Monday 14 February 2011

Fingers Crossed

Just had an email from First Direct saying they would send me some paperwork to be signed, and "subject to the usual checks" I would soon become one of the happy Elect, frolicking in a flowery meadow of elite-hood, rather than wearing the scarlet letter S.
Of course now I'm panicking - will their "usual checks" be the equivalent of Talking To Her Mates After A Reasonably Good First Date? Will they find out that, financially speaking, I have a tendency to cry when drinking gin and stand on pub tables slurring mournfully along to "Don't Cry Out Loud"? Am I the kind of bank customer who equates to a slightly needy ex who sticks Garfield cartoons to her fridge and has a rear car window shelf full of cuddly toys and bejewelled tissue-box holders?
My other worry (even more irrational) is that I will turn out to be the victim of a huge scam - and that First Direct doesn't exist at all, but is an offshoot of Reverend James Willy Enterprises plc - and I and countless others have fallen victim to their seductive ads showing happy bankers talking to "real people" (or no-life "we're all MAD here!!!!!!" wonks as per the ad, but I digress).
But all of this is academic at the moment, as I wait by the letterbox, like a Victorian soldier's sweetheart, waiting for a tiny billet doux to raise my spirits... Oh First Direct, will you be my Valentine?

"Vouchsafe how many years you have resided at your present address, fair maid", quoth he.

3 comments:

Vanessa said...

I am sure all will be fine and you will be well served by First Direct; they have some of my money in their safekeeping, so they had jolly well better exist!

But meanwhile I have been impressed by the way Santander handled a complaint on my business bank account last week.
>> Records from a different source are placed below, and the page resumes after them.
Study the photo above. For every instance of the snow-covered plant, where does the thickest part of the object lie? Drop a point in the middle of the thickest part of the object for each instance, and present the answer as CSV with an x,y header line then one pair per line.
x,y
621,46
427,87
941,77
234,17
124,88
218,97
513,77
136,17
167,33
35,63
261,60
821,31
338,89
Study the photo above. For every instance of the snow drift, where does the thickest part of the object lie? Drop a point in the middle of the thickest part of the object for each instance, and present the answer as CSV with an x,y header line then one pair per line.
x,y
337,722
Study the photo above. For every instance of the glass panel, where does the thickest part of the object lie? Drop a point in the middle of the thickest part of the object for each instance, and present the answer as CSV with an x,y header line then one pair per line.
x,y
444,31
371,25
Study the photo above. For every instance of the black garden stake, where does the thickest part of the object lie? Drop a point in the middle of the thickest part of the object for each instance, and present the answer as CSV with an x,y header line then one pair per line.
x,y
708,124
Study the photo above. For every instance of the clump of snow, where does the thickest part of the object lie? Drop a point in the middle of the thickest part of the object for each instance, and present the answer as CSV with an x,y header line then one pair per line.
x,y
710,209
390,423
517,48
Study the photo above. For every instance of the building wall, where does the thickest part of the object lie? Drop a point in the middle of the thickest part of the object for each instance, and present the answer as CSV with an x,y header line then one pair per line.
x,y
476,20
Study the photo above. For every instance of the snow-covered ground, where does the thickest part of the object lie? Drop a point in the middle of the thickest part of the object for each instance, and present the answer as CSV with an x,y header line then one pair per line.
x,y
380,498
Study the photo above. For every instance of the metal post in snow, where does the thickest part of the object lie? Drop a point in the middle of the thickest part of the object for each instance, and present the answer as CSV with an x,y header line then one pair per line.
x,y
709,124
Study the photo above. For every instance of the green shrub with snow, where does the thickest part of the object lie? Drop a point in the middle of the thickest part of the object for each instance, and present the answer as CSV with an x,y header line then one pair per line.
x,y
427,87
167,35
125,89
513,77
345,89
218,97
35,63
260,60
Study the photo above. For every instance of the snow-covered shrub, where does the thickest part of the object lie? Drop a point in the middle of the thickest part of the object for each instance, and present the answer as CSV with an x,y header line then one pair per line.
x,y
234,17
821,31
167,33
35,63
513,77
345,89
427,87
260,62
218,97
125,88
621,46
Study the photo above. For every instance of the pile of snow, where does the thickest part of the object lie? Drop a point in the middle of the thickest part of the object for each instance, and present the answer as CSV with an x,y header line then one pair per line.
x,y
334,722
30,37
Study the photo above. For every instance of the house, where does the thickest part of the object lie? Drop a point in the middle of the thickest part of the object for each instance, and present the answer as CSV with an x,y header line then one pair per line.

I'll spare you the details, but suffice to say they went to great lengths to find the recording of my conversation with their adviser (whose name I hadn't paid attention to at the time), listened back to it, and promptly found in my favour. The adviser has since been retrained, which is bankspeak for "given a good bollocking".

Not only did they make good their mistake, but they also sent me a case of wine for the stress caused. I *was* stressed by the incident, so I am steadily drinking my way through it and feel quite a lot better already.

Christina @ Fashion's Most Wanted said...

Lucy, you made me laugh out loud. You're fabulous! xx

The Poet Laura-eate said...

Oh god, I hope they choose you!

The privilege. I mean you being so unworthy and all that.

;- )

I got rejected for a Tesco credit card. About a month after I got a mail shot from them enticing me to apply for one!